MATLAB: Is it normal that the computation time on GPU for the first time be longer than the running it for more than 2 times? (run the code for first time on GPU and also after reset the device takes more time but after 2 or 3 times it shows the short time

gpu computational time

% vector algebra on CPU
t = tic();
v1 = Vector(X,Y,Z,Vx,Vy,Vz);
v11 = Vector(X,-Y,Z,-Vx,Vy,Vz);
v111 = v1+v11;
v1111 = v1*v11;
cpuTime = toc( t )
% vector algebra on GPU
t = tic();
v2 = Vector(gpuArray(X),gpuArray(Y),gpuArray(Z),gpuArray(Vx),gpuArray(Vy),gpuArray(Vz));
v22 = Vector(gpuArray(X),gpuArray(-Y),gpuArray(Z),gpuArray(-Vx),gpuArray(Vy),gpuArray(Vz));
v222 = v2+v22;
v2222 = v2*v22;
v222 = gather( v222 ); % Fetch the data back from the GPU
v2222 = gather( v2222 );
gpuTime = toc( t )

Best Answer

Firstly, yes, it's perfectly normal. The first time you call a GPU function, the GPU libraries are loaded into MATLAB, which takes several seconds. The first time you create some data on a newly reset device memory has to be allocated, which takes time; but the next time it will use device memory from the alloc pool, and so won't take as long. And when you do a group of elementwise operations such as +, some just-in-time compilation is going that won't need to happen again the second time around.
Secondly, make sure you are measuring time on the GPU correctly, calling wait(gpuDevice) before and after your GPU code, or using gputimeit. This ensures all the GPU operations being timed are the ones you intended to time.

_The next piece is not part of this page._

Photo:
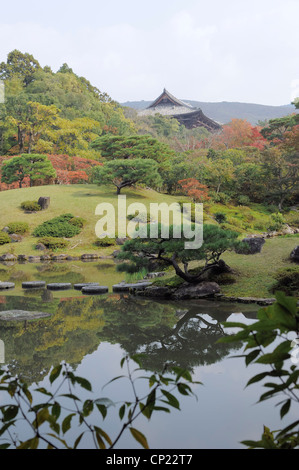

See this bit of the doc.
Thirdly, I don't know what X, Y, Z etc are in your code, but your use of this function (or class?) Vector implies that they may be scalars. If they are scalars and Vector represents some kind of numeric array, then I'd like to know more about what you're doing, because on the face of it you should be using a normal MATLAB array ( [X, Y, Z, Vx, Vy, Vz] ). For instance, why are you calling gpuArray on individual scalar values rather than sending all your data to the GPU in a single array ( v2 = gpuArray(v1) )? The GPU is only worth using if you are processing arrays with many thousands of values.